The paper tackles learning surgical manipulation on the da Vinci robot despite inherently noisy forward kinematics by adopting a relative action framework. It evaluates three action representations—camera-centric, tool-centric, and hybrid-relative—finding that relative representations, especially hybrid-relative actions grounded in a fixed endoscope-tip frame for translations, yield the most robust imitation-learning performance when training with approximate kinematics -based pose differences. Using action chunking transformers (ACT) and, to a lesser extent, diffusion policies, the authors demonstrate high success across tissue lift, needle handling, and knot-tying, with wrist camera input significantly enhancing performance in depth-sensitive phases. The study suggests that large repositories of approximate kinematics data can be leveraged for scalable autonomous surgery without kinematics corrections, while highlighting the practical value of wrist cameras for generalization and safety in real-world settings.

Abstract

We explore whether surgical manipulation tasks can be learned on the da Vinci robot via imitation learning. However, the da Vinci system presents unique challenges which hinder straight-forward implementation of imitation learning. Notably, its forward kinematics is inconsistent due to imprecise joint measurements, and naively training a policy using such approximate kinematics data often leads to task failure. To overcome this limitation, we introduce a relative action formulation which enables successful policy training and deployment using its approximate kinematics data. A promising outcome of this approach is that the large repository of clinical data, which contains approximate kinematics, may be directly utilized for robot learning without further corrections. We demonstrate our findings through successful execution of three fundamental surgical tasks, including tissue manipulation, needle handling, and knot-tying.
Paper Structure (15 sections, 7 figures, 4 tables)

This paper contains 15 sections, 7 figures, 4 tables.

Figures (7)

  • Figure 1: (Left): The da Vinci Surgical Research Kit (dVRK) system is equipped with a surgical endoscope and wrist cameras. (Right): Three fundamental surgical tasks are learned, including lift tissue (i.e. tissue retraction), needle-pickup and handover, and knot-tying which are among the most common surgical tasks.
  • Figure 2: We propose a policy design which only takes images as input and outputs relative pose trajectories for both arms. Modeling policy actions as relative motion is a key ingredient that makes robot learning work on the dVRK.
  • Figure 3: The dVRK system consists of an endoscopic camera manipulator (ECM) and two patient side manipulators (PSM1, PSM2). Unfortunately, the dVRK arms are notorious for providing inconsistent forward kinematics. This is due to the setup joints (blue) only using potentiometers for joint measurements, which can be unrelible.

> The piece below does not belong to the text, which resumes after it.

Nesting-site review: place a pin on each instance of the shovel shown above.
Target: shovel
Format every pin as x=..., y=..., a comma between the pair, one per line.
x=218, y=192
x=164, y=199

The active joints (pink) use both potentiometers and motor encoders, improving precision.
  • Figure 4: We consider three options for modeling policy actions. (Left): Camera-centric approach models actions as absolute end-effector poses w.r.t the endoscope tip frame. (Middle): Tool-centric approach models actions as delta positions and delta rotations defined w.r.t the current end-effector frame. (Right): Hybrid relative approach models actions as delta positions defined w.r.t the endoscope tip frame and delta rotations defined w.r.t the current end-effector frame.
  • Figure 5: The repeatability of all action representations are tested by repeating a recorded reference trajectory under various robot configurations. (Left): The first column shows perfect reconstruction of the reference trajectory for all action representations since the robot joints have not moved since when the reference trajectory was collected. (Middle, Right) When the robot is shifted to the left or to the right, the camera-centric action representation fails to track the reference trajectory while the relative action representations track them quite closely. This is primarily due to the set-up joints being moved, which causes significant joint measurement errors. This experiment proves that in the presence of inconsistent joint measurements, relative motion can be more consistent.